And I couldn’t forget how easily Roth had thrown me through the air; there was little chance I could do battle with them. One on one, maybe. Probably. But there were dozens of them. This was not a fight I wished to have. If they chose to, they could follow me wherever I went and if I chose to fight them off, their numbers would overtake me.

I had to stop thinking like this! I needed to be practical. I needed a plan of action. Every fiber of my being knew that this was what I should do. But before I could do that, I needed some food and some rest. The ability to think clearly would be paramount in the next few hours.

Living this last cycle of the Moon on so little food had done wonders for my body….I’d lost some extra fat and my body had become chiseled.
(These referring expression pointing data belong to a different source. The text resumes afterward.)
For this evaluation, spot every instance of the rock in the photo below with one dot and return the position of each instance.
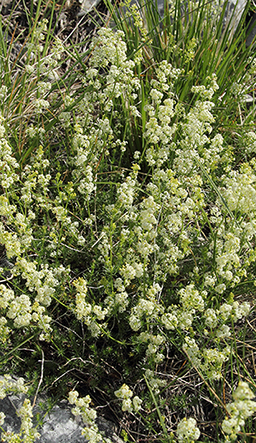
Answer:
(59, 425)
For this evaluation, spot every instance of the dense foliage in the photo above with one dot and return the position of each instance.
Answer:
(128, 216)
Be that as it may, i was still hungry and weak. And I wanted to hunt. I’d missed that thrill I get when I’m hunting.

I set out to find a meal, momentarily forgetting that Roth and the Meh-teh were probably looking for me this very instant. I’d put some distance between us, but they would be closing that gap. My Cat told me not to worry about them just now. I needed food and rest.

I moved silently through the treetops looking for something that piqued my interest. I came across several animals that, luckily for them, didn’t appeal to me. Until I came across the fawn……This was dinner. Not only would it be fun to chase, but it wouldn’t give up until it was dead. Being young, it wouldn’t know to give up.
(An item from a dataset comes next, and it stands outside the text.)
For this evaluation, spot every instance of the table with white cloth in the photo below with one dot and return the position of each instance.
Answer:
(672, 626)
I stalked it for awhile before making my way to a lower branch, and then to the ground, landing in front of it. For a moment, I could see the confusion in its eyes. I could detect the moment when it realized that it was being hunted. It took off without a moment’s hesitation. Maybe it was the look in my eyes that tipped it off, maybe it was that I was new to it. I waited for a bit before setting off after it. Oh how I loved this. I repeatedly would run up next to the fawn and bump into it just enough to trip it up. It would fall and then be up and off in a different direction. This one was quick. I liked that. But I soon grew tired of this, I was too hungry to keep playing with my food.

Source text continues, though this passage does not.